Archaeologists Unearth Bronze Age Homes, Medieval Bulgarian Settlement in Rescue Excavations on Hemus Highway’s Route
The archaeologists working on the rescue excavations on the projected route of the Hemus Highway in Northeast Bulgaria have found homes from the Bronze Age as well as a medieval settlement from the period of the First Bulgarian Empire.
The rescue archaeological excavations along the route of the new section of the Hemus Highway between the city of Shumen and the town of Belokopitovo in Northeast Bulgaria have been led by Assist. Prof.
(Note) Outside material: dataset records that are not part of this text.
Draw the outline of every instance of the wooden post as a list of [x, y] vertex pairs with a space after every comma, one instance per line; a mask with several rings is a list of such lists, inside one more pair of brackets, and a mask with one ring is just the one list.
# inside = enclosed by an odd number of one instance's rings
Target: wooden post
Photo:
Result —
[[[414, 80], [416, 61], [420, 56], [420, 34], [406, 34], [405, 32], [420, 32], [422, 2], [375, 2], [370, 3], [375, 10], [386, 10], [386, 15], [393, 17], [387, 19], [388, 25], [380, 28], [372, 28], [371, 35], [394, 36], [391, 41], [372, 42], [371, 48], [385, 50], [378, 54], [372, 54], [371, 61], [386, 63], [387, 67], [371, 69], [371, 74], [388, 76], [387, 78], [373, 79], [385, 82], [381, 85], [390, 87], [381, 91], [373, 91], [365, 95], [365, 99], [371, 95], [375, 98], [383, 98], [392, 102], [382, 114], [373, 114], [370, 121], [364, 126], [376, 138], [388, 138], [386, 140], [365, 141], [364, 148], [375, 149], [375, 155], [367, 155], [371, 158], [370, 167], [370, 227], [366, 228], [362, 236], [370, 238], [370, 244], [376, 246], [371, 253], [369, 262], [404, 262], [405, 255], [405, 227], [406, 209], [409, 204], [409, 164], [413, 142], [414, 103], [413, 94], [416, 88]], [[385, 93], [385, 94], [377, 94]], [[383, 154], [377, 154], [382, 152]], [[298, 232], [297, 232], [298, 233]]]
Lyuben Leshtakov from the National Institute and Museum of Archaeology of the Bulgarian Academy of Sciences.
The archaeologists have already completed their work but the discoveries have been made public only now.
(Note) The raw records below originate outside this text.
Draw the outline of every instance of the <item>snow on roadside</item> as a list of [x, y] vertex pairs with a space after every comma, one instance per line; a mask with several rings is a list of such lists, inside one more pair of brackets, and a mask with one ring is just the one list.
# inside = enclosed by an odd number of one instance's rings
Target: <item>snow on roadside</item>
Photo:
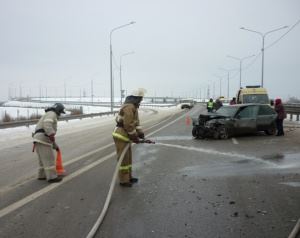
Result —
[[[162, 113], [173, 113], [179, 110], [179, 108], [178, 107], [155, 108], [155, 110]], [[140, 109], [141, 119], [149, 113], [151, 112], [148, 110]], [[69, 120], [68, 122], [59, 121], [57, 136], [79, 132], [82, 130], [86, 130], [87, 128], [98, 127], [99, 125], [111, 126], [112, 124], [115, 123], [114, 118], [115, 116], [113, 115], [106, 115], [106, 116], [94, 117], [94, 118], [83, 118], [81, 120], [80, 119]], [[5, 148], [11, 148], [25, 143], [28, 143], [28, 146], [30, 147], [32, 143], [31, 135], [32, 132], [34, 132], [34, 130], [35, 130], [35, 125], [31, 125], [29, 127], [20, 126], [15, 128], [0, 129], [0, 150]]]
[[[54, 100], [54, 98], [48, 98], [48, 100]], [[57, 101], [59, 99], [56, 98]], [[72, 98], [68, 99], [68, 102], [71, 102], [74, 100], [74, 104], [66, 104], [66, 112], [69, 114], [68, 110], [72, 109], [78, 109], [82, 110], [83, 114], [91, 114], [91, 113], [101, 113], [101, 112], [109, 112], [110, 106], [91, 106], [91, 105], [78, 105], [76, 104], [76, 101], [78, 102], [78, 99]], [[99, 99], [99, 101], [105, 102], [106, 99]], [[10, 117], [16, 119], [16, 118], [27, 118], [29, 119], [31, 115], [43, 115], [44, 109], [47, 107], [50, 107], [53, 103], [47, 103], [47, 102], [24, 102], [24, 101], [7, 101], [3, 103], [4, 107], [0, 107], [0, 121], [2, 118], [4, 118], [5, 114], [8, 114]], [[153, 104], [153, 105], [147, 105], [144, 106], [143, 104], [141, 107], [147, 107], [147, 108], [158, 108], [158, 107], [171, 107], [174, 105], [172, 104]]]
[[5, 114], [12, 118], [30, 118], [31, 115], [42, 115], [44, 112], [44, 109], [39, 108], [0, 107], [0, 121], [5, 117]]
[[[94, 118], [84, 118], [58, 122], [57, 136], [69, 134], [77, 131], [85, 130], [86, 128], [93, 128], [100, 125], [110, 124], [114, 121], [114, 116], [102, 116]], [[0, 129], [0, 150], [11, 148], [20, 144], [28, 143], [31, 146], [32, 132], [35, 130], [35, 125], [29, 127], [20, 126], [14, 128]]]
[[[0, 107], [0, 121], [9, 115], [13, 119], [26, 118], [30, 119], [31, 116], [43, 115], [45, 108], [51, 106], [49, 103], [35, 103], [35, 102], [20, 102], [10, 101], [4, 103], [5, 107]], [[81, 106], [81, 105], [67, 105], [66, 113], [70, 114], [68, 109], [82, 109], [83, 114], [100, 113], [110, 111], [109, 107], [99, 106]]]

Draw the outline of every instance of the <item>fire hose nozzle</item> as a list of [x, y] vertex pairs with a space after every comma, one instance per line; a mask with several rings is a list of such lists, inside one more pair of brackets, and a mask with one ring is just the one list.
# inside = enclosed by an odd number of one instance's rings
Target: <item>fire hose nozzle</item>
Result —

They have excavated a medieval Bulgarian settlement from the 9th-10th century AD, the period of the First Bulgarian Empire (632/680-1018 AD), as well as Bronze Age homes, reports Darik Radio Shumen.
An inter-departmental commission of the Bulgarian government has already visited the archaeological sites from the Bronze Age and the medieval Bulgarian Empire, which will remain under the Hemus Highway.
“As part of the Bronze Age architecture we revealed a burned-down house made of tree trunks stuck in the ground, and covered with wattle. We have found that the inner side of the walls was decorated with single or double rhomboids. The home had a furnace which means they had metallurgy,” Leshtakov is quoted as saying.
The construction of the 8-kilometer section of the Hemus Highway, a road designed to connect the Bulgarian capital Sofia with Varna on the Black Sea coast through Northern Bulgaria, started in 2013.
The highway section, whose construction costs BGN 65 million (app. EUR 33.2 million), is supposed to be launched on July 15, 2015. However, the deadline might not be observed because the rescue archaeological excavations took 20 days longer than originally planned.